In The Washington Post there was an article titled “The ‘London Whale’ trader lost $6.2 billion, but he may walk off scot-free.” Who is the London Whale and how can he walk away after a loss that substantial?

Bruno Iksil placed risky bets on complex financial instruments while working for JPMorgan Chase. This lose came to be known as the “London Whale” and started investigation to see how JPMorgan handles its trades. In 2015 the Obama administration said they would try to hold individuals responsible and not just the corporation.

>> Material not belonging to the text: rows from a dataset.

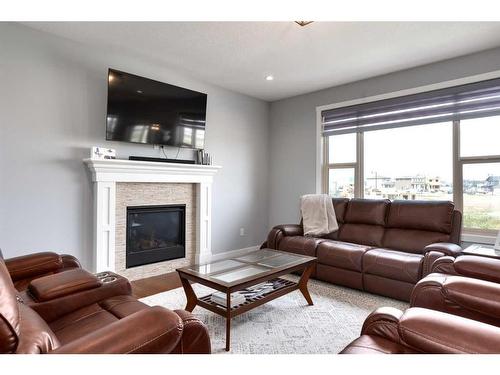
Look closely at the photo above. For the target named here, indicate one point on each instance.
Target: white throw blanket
(318, 214)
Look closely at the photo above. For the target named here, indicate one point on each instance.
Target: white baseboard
(231, 253)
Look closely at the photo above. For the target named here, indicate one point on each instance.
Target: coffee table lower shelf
(286, 287)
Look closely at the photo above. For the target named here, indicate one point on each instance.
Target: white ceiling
(239, 55)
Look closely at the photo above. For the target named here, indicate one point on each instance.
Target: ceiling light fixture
(303, 23)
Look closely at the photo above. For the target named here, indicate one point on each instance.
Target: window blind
(473, 100)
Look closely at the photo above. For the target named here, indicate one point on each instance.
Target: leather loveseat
(77, 312)
(468, 286)
(390, 331)
(381, 246)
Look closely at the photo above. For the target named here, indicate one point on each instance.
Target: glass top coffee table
(245, 282)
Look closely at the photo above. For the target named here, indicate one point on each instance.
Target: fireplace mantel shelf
(105, 175)
(119, 170)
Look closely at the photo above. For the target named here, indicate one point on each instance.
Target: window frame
(468, 234)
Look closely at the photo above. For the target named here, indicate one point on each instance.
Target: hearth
(155, 234)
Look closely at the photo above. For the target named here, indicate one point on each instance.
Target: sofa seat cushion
(93, 317)
(341, 254)
(300, 245)
(393, 264)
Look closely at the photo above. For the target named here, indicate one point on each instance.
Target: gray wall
(293, 125)
(52, 110)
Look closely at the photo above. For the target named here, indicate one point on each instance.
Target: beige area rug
(288, 325)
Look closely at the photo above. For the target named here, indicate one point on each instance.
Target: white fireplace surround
(105, 175)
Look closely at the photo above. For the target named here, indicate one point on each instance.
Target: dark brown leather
(411, 240)
(437, 332)
(28, 267)
(341, 254)
(340, 276)
(195, 338)
(300, 245)
(420, 330)
(463, 296)
(33, 265)
(367, 211)
(56, 308)
(392, 264)
(62, 284)
(88, 324)
(401, 228)
(364, 234)
(9, 312)
(396, 289)
(433, 216)
(154, 330)
(35, 336)
(450, 249)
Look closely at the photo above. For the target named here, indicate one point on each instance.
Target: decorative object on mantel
(101, 153)
(203, 158)
(303, 23)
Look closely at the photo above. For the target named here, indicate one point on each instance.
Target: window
(409, 163)
(439, 145)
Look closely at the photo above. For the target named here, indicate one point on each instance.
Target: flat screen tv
(142, 110)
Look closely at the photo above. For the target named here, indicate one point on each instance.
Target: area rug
(287, 325)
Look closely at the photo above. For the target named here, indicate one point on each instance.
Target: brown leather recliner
(381, 246)
(76, 312)
(467, 286)
(390, 331)
(25, 268)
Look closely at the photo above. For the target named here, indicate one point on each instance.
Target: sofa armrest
(432, 331)
(447, 248)
(195, 338)
(32, 265)
(473, 294)
(149, 331)
(280, 231)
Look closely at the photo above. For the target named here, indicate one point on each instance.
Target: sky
(425, 149)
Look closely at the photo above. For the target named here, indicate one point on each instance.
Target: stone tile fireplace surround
(122, 183)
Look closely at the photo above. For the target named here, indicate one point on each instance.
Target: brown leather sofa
(381, 246)
(78, 312)
(390, 331)
(25, 268)
(467, 286)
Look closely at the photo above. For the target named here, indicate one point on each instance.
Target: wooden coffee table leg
(304, 278)
(228, 321)
(190, 295)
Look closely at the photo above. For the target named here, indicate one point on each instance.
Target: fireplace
(155, 234)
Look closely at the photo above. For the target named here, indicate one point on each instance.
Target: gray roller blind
(478, 99)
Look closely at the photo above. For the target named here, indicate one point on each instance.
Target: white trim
(105, 175)
(478, 238)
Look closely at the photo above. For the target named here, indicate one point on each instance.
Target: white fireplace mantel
(105, 175)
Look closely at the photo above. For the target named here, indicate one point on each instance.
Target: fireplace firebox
(155, 234)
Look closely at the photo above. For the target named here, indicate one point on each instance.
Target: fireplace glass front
(155, 234)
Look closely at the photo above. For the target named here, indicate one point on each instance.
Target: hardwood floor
(155, 284)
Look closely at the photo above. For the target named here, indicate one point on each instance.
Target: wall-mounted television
(141, 110)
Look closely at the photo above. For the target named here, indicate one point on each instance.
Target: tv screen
(142, 110)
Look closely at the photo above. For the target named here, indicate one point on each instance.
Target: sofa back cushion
(433, 216)
(412, 225)
(364, 221)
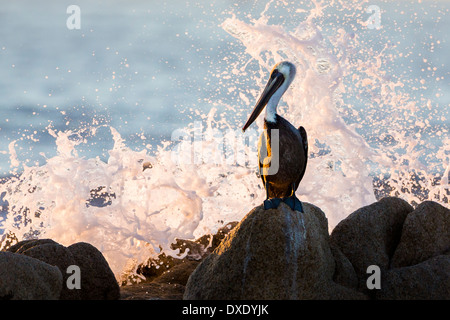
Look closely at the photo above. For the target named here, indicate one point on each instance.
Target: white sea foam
(194, 186)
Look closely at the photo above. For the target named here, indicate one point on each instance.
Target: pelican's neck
(271, 108)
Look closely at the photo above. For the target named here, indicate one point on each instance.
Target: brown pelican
(282, 148)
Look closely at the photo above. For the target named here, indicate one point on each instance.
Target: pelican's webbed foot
(272, 203)
(293, 203)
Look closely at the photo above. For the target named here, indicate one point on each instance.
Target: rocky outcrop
(97, 281)
(411, 248)
(425, 234)
(370, 235)
(272, 254)
(25, 278)
(282, 254)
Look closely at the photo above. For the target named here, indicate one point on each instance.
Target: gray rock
(26, 278)
(428, 280)
(271, 254)
(97, 279)
(54, 254)
(425, 234)
(370, 235)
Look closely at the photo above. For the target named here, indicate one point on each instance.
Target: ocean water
(171, 83)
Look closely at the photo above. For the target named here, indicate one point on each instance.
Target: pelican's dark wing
(305, 150)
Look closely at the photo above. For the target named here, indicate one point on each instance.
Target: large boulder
(97, 279)
(370, 235)
(425, 234)
(428, 280)
(54, 254)
(26, 278)
(271, 254)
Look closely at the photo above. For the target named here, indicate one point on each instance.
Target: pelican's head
(281, 77)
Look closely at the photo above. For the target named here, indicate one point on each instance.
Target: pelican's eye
(274, 74)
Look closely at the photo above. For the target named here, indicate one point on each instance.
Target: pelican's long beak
(275, 81)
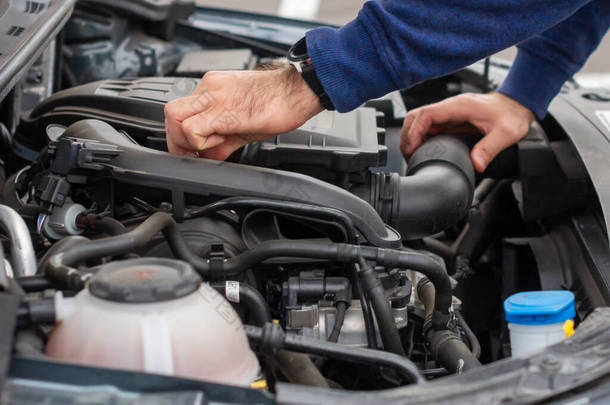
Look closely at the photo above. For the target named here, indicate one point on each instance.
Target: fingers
(491, 145)
(181, 109)
(224, 150)
(432, 118)
(199, 133)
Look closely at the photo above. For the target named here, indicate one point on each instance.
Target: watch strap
(311, 78)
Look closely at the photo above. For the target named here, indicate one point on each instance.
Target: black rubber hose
(296, 367)
(434, 195)
(369, 324)
(35, 283)
(475, 345)
(383, 311)
(236, 203)
(339, 320)
(253, 300)
(299, 369)
(61, 269)
(448, 349)
(107, 225)
(271, 337)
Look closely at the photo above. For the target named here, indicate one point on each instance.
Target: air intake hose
(436, 192)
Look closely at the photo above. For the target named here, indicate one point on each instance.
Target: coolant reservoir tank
(153, 315)
(537, 319)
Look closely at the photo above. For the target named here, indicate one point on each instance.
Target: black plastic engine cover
(94, 149)
(132, 105)
(332, 146)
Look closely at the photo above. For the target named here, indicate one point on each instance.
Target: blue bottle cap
(539, 307)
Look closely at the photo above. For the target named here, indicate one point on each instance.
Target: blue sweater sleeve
(547, 60)
(394, 44)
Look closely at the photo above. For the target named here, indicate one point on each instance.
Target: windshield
(328, 11)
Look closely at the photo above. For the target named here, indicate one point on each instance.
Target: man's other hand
(501, 120)
(230, 109)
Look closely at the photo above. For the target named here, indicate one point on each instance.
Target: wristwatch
(299, 58)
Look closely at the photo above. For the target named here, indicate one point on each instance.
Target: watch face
(298, 52)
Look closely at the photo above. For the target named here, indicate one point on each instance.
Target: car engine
(320, 257)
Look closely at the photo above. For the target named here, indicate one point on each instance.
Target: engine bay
(319, 258)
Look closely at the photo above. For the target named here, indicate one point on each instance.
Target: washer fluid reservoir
(153, 315)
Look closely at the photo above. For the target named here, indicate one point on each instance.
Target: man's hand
(502, 121)
(230, 109)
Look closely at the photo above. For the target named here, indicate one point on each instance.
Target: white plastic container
(536, 319)
(154, 315)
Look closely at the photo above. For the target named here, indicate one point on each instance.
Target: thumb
(489, 147)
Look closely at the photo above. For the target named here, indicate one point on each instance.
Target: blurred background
(595, 72)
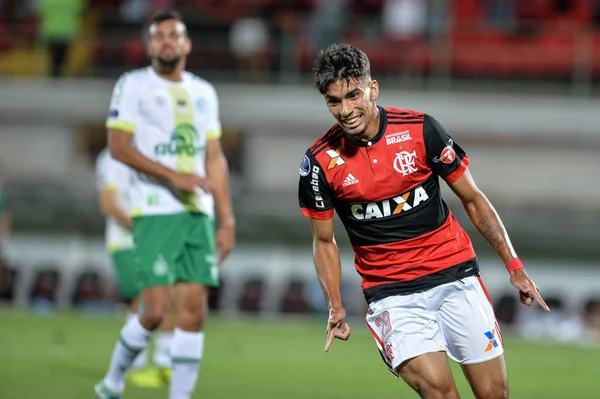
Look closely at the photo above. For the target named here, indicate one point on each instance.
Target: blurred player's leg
(488, 379)
(196, 271)
(188, 339)
(141, 360)
(134, 338)
(164, 339)
(126, 272)
(430, 375)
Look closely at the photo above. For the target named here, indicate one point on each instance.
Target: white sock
(162, 349)
(134, 338)
(186, 354)
(140, 360)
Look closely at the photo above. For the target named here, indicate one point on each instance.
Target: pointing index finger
(539, 300)
(330, 336)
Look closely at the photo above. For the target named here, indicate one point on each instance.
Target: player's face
(352, 103)
(169, 42)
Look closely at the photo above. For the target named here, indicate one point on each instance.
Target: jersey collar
(378, 136)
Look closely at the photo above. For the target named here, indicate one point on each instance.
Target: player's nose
(346, 108)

Iksil was part many investments “designed to hedge JPMorgan against other risky bets the bank was making.” In 2012 the investments started to cost the bank money originally estimated at $2 billion but later released to be $6.2 billion. Prosecutors began to build cases against JPMorgan but then the U.S. attorney for Manhattan said the office had a “nonprosecution agreement” for Iskil’s cooperation. Preet Bharara, former U.S. attorney said “Although I don’t think you could call him blameless, he did sound the alarm more than once.”

Iksil said he was not to blame, he warned his superiors about the potential huge losses but was told to continue with the trades. Iskil said “In fact the losses… were not the actions of one person acting in an unauthorized manner. My role was to execute a trading strategy that had been initiated, approved, mandated and monitored by… senior management.”

In this class we talked about Consequentialism and the balance of good and bad consequences. But how do we determine the right action. There are steps to take to apply consequentialist reasoning. Did Iskil go through these steps to try and find the right action for the bank?

  • Identify what is intrinsically good
  • Identify what is intrinsically bad
  • Determine all of your options
  • For each option, determine the value of its results
  • Preform the action that yields the highest ratio of good to bad results

Iksil was looking at these investments and chose to continue with them thinking they would be intrinsically good for the company in some way. Bharara said Iksil did alarm people that some investments were bad for the company trying to get them to stop and warn them of the possible losses. Iksil determined some of his options but not the right ones. He should have looked for better maybe safer investments for the company that would produce more good. He said he warned of the potential losses of the investments. He knew the results would be bad and loose the company money. He did not perform the action that yields the highest ratio of good to bad. He just listened to what his supervisors said to do. He knew the action was wrong but did it anyway. He should have done more knowing the investments were bad.